Vespa Cloud provides a set of machine-learned models that you can use in your applications. These models will always be available on Vespa Cloud and never change.
You specify to use a model provided by Vespa Cloud by setting the model-id
attribute where you specify a model config. For example, when configuring the
Bert embedder
provided by Vespa, you can write:
<component id="myEmbedderId" class="ai.vespa.embedding.BertBaseEmbedder" bundle="model-integration"> <config name="embedding.bert-base-embedder"> <transformerModel model-id="minilm-l6-v2"/> <tokenizerVocab model-id="bert-base-uncased"/> </config> </component>
By putting this under the <container>
element in your services.xml
file, your application will have support for
text embedding
suitable for production.
These models are currently available on Vespa Cloud:
minilm-l6-v2 | |
---|---|
An small, fast BERT transformer model on ONNX format. It maps sentences & paragraphs to a 384 dimensional dense vector space and is suitable for tasks like clustering or semantic search. Use with distance-metric: angular in nearest neighbor search. | |
License | apache-2.0 |
Source | https://huggingface.co/sentence-transformers/all-MiniLM-L6-v2 |
mpnet-base-v2 | |
A larger BERT transformer model on ONNX format with higher accuracy and cost than minilm-l6-v2. It maps sentences & paragraphs to a 768 dimensional dense vector space and is suitable for tasks like clustering or semantic search. Use with distance-metric: angular in nearest neighbor search. | |
License | apache-2.0 |
Source | https://huggingface.co/sentence-transformers/all-mpnet-base-v2 |
bert-base-uncased | |
A vocabulary text file on the format expected by WordPiece: A text token per line, suitable for use with BERT models. | |
License | apache-2.0 |
Source | https://huggingface.co/sentence-transformers/all-MiniLM-L6-v2 |
These models can safely be used in production and will never be removed or changed.

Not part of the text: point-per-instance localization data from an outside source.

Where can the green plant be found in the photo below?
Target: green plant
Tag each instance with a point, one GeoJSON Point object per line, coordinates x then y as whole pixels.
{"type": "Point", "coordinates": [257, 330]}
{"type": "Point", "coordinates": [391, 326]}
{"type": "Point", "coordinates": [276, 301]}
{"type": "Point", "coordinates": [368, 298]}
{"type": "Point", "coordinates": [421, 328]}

You can also specify both a model id, which will be used on cloud, and a url/path, which will be used on self-hosted deployments:
<transformerModel model-id="minilm-l6-v2" path="myAppPackageModels/myModel.onnx"/>
This can be useful for example to create an application package which uses models from Vespa Cloud for production and a scaled-down or dummy model for self-hosted development.
Specifying a model-id can be done for any
config field of type model
,
whether the config is from Vespa or defined by you.